CHRISTINE: Frank is wasted. And he’s flirting with the general manager pretty hard.

  But instead of sending that last part, she deleted it. She didn’t want her sisters to know just how pathetic she could be. She would make up a lie later.

  That’s what the Sheridan sisters were built off of, anyway. Lies. There was no reason they couldn’t return to it.

  Christine returned to the oven and removed the macarons. She had arrived just in time—a moment longer, and they would have crusted over. Out in the restaurant, people started to bang on the tables excitedly, and the music changed to something a little more upbeat. Christine walked to the little window that looked out across the restaurant. Darla had sidled up against a waiter and now swayed her hips against his. Frank remained close by, watching. Maybe he watched her; maybe he watched everyone. It wasn’t clear.

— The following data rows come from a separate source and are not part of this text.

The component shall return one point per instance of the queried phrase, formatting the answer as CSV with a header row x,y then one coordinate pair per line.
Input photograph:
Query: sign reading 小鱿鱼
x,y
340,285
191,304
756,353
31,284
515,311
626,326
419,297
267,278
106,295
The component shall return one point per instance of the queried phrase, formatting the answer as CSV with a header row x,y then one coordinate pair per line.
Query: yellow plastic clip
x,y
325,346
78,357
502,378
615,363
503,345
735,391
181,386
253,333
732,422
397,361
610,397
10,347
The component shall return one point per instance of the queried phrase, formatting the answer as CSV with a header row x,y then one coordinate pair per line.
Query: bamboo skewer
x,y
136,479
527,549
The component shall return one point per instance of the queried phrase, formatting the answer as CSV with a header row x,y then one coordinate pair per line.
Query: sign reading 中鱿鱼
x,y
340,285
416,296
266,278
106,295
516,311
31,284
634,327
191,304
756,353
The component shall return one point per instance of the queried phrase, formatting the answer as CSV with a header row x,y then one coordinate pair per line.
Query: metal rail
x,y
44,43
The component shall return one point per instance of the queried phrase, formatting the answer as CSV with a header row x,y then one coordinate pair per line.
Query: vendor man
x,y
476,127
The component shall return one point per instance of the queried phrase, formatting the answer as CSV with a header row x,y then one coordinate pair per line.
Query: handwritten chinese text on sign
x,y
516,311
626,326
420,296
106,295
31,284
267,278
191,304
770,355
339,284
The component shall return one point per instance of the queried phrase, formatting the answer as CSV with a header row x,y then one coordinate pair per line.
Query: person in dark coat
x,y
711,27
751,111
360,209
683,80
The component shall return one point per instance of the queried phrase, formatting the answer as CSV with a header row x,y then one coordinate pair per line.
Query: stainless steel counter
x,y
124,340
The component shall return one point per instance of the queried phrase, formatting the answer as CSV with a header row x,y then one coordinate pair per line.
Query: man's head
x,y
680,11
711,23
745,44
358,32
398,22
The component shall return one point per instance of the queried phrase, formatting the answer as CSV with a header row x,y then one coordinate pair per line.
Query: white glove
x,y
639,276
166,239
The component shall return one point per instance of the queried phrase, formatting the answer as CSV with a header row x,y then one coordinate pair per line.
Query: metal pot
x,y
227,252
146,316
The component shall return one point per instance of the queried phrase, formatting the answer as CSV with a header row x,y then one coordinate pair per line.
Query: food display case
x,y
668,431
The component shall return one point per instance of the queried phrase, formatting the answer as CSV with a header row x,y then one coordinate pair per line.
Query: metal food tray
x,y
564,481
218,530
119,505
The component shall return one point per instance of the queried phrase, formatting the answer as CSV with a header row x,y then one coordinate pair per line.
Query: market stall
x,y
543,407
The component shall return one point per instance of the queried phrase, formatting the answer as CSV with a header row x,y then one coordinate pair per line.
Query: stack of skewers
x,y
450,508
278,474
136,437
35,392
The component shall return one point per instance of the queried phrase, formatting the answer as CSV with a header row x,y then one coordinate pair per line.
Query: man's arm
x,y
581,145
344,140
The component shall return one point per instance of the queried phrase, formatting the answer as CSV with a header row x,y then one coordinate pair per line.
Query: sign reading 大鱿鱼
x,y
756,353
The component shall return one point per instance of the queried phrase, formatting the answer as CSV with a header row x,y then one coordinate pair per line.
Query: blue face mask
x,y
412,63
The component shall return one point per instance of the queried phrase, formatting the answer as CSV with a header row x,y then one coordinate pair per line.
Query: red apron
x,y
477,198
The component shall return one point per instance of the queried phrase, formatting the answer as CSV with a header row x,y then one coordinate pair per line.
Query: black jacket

  When Christine had left Martha’s Vineyard the last week of June, she’d pictured herself returning to Manhattan with a renewed sense of how she wanted her life to go. After all, while on the Vineyard, she and her sisters had learned the truth of their mother’s death. Stan Ellis—that strange fisherman who kept to himself—had had an affair with her that had lasted years. When their father hadn’t wanted to divorce their mother, their mother had gone off on a boat with Stan. He hadn’t kept the lights on while they did who-knows-what on board. Suddenly, a tourist boat had crashed into them—and three people had died, including Anna Sheridan.

  But for decades, the Sheridan sisters had thought that their father had been the one driving the boat. They hadn’t been able to forgive him, and they hadn’t been able to come together as siblings. In fact, if Wes Sheridan hadn’t recently been diagnosed with early-onset dementia, something that had dragged Susan back from her criminal lawyer-life in Newark, the Sheridan sisters would have continued to live with the original lie.

  “Babe! What’s up?” Frank asked suddenly, as he burst through the door—nearly banging into her. “You haven’t been out with us for ages.”

  Christine gave a half-shrug. “I was only watching.”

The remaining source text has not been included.